A tre anni dalla fine di una delle serie di maggior successo della televisione inglese (e mondiale), la famiglia Crawley e i loro servitori tornano per deliziare il loro pubblico (decisamente il film è pensato soprattutto per i fedeli fan della serie, un po’ come gli “speciali natalizi” che avevano accompagnato le varie stagioni dell’originale) con gli ennesimi intrighi, amori e battibecchi tra i piani alti dei nobili e quelli bassi della servitù.
Per alzare la posta questa volta Julian Fellowes, lo storico autore della serie ma anche di quello che può esserne considerato il progenitore nobile, Gosford Park di Robert Altman, mette la famiglia Crawley a contatto addirittura con la famiglia reale (per il cui maggiordomo l’imponente Downton Abbey non è che una piccola dimora di campagna) e con le impreviste esigenze che gli illustri visitatori mettono in campo. Praticamente una specie di crossover con l’altro period inglese per intenditori, The Crown.
Se le formalità della vita dell’illustre magione potevano sembrare qualcosa di fuori dal tempo al pubblico contemporaneo, queste si dimostrano assai meno impegnative di quelle richieste dall’apparato reale, che entra a Downton come una specie di schiera di invasori con la puzza sotto il naso, cui inizialmente la servitù si piega per entusiasmo verso il sovrano, ma che poi scatenerà una specie di “rivolta”, anche se sempre nello stile british e intelligente della serie.
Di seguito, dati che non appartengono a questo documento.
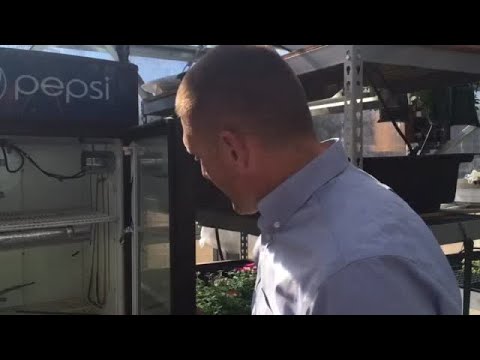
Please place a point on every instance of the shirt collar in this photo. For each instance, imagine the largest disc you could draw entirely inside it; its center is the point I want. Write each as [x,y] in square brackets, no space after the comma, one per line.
[280,204]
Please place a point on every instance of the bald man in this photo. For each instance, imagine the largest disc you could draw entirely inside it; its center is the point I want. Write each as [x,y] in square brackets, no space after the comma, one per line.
[334,240]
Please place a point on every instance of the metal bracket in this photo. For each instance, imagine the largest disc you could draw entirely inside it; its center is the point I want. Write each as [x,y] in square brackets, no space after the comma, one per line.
[353,88]
[243,245]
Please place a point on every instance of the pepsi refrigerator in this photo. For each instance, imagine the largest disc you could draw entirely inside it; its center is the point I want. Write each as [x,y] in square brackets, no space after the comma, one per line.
[96,212]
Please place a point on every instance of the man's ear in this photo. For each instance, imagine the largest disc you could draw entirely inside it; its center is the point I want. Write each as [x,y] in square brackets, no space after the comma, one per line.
[234,148]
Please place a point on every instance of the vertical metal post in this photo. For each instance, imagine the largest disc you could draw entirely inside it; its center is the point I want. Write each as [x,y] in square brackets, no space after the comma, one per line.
[353,88]
[182,223]
[243,245]
[467,270]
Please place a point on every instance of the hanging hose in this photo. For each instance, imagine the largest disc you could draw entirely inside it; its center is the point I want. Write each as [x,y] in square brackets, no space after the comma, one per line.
[382,102]
[220,252]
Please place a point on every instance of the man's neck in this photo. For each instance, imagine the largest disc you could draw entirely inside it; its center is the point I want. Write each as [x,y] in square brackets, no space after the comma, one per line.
[283,164]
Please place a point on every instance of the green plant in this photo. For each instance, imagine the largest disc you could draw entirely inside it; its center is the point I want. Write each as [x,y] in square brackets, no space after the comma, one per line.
[227,293]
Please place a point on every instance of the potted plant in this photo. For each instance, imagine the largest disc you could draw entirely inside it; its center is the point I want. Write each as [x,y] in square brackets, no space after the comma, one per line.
[226,292]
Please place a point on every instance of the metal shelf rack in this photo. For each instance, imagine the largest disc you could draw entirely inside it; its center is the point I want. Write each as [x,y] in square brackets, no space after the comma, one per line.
[20,221]
[324,70]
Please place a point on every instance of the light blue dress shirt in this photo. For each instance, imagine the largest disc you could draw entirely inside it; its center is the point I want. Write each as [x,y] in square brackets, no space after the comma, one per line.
[336,241]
La visita ovviamente è l’occasione per riprendere le fila di rapporti che il pubblico televisivo già ben conosce (e in cui anche quello nuovo può entrare abbastanza agevolmente) e mettere in piedi (forse un po’ frettolosamente) un paio di nuove storie d’amore.
Se i coniugi Crawley sembrano godersi il loro privilegio con la beata incoscienza di chi lo ha sempre avuto e non ne dubita mai davvero, la figlia maggiore Lady Mary lotta con le tasse e le spese per tenere in piedi la “baracca” (per modo di dire) e inizia a chiedersi se ne valga la pena, l’anziana Lady Violet (Maggie Smith, uno dei simboli della serie) commenta sarcastica come sempre e rischia l’incidente diplomatico con una lontana cugina che non vuole piegarsi ai suoi voleri; mentre Lady Edith, il brutto anatroccolo che ha finalmente trovato la felicità matrimoniale contro ogni aspettativa, deve fare i conti con gli impegni del ruolo, e Tom Branson, l’irlandese repubblicano adottato per matrimonio dalla famiglia, vede testata la sua lealtà e forse troverà finalmente un nuovo amore.
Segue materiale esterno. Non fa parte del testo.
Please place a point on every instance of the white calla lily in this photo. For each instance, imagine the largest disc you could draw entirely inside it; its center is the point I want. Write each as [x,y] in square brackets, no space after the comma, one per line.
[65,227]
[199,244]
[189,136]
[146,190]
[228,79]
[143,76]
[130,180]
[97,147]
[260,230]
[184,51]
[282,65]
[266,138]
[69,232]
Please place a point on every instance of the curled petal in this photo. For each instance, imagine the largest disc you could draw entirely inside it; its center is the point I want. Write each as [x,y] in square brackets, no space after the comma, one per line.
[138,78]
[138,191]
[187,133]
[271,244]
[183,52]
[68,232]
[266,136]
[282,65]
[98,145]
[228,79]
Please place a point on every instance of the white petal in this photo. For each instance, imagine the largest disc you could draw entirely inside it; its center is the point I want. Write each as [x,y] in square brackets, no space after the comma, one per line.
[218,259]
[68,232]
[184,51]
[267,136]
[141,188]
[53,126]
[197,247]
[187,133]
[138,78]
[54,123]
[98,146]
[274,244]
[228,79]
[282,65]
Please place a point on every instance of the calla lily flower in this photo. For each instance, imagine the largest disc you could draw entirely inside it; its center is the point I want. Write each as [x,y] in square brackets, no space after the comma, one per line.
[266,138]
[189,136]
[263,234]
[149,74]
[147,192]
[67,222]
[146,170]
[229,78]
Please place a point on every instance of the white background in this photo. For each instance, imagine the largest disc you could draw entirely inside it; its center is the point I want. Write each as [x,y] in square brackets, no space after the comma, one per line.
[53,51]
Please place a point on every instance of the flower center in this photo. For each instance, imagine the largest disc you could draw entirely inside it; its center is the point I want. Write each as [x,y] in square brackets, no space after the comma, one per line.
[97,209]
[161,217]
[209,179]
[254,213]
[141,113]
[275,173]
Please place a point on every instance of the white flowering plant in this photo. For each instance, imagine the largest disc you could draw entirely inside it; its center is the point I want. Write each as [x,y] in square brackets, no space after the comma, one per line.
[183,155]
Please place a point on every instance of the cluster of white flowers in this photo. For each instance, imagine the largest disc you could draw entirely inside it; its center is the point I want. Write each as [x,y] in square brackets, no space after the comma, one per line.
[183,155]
Queste sono solo alcune delle storie che si intrecciano nelle due ore di film, che si prende il suo tempo per far riambientare il pubblico con Downton e i suoi rituali, assediati nel bene (il boiler e l’elettricità) e nel male (il personale che cerca nuove strade) dalla modernità.
Uno spazio particolare è dedicato al nuovo maggiordomo Thomas Barrow, un tempo maligno valletto sempre pronto a complottare (e in effetti uno dei più godibili “cattivi” del panorama televisivo britannico) ora alle prese con la sua omosessualità, che per ruolo è costretto a nascondere e che lo mette nei guai quando si concede una gita a York, dove si fa arrestare dalla polizia in un locale “per soli uomini” (l’omosessualità in Inghilterra resterà reato fin oltre la Seconda Guerra Mondiale).
Questa linea di racconto è forse il solo punto dove Fellowes si fa prendere un po’ la mano dal politically correct finendo per risultare predicatorio, anche perché per il resto il film è un’elegiaca celebrazione del bel tempo che fu, del valore di coesione sociale di un mondo privilegiato che però nonostante tutto offriva un insieme di valori e un simbolo a cui guardare per sentirsi parte di qualcosa. Un mondo non privo di crudeltà e di ingiustizie, magari, gestite però con impeccabile stile e decenza, capace di superare scandali e pettegolezzi, ma anche lutti e drammi personali attraverso un inimitabile sense of humor e un senso di appartenenza e di orgoglio che dai piani alti scende fino al fondo delle cucine.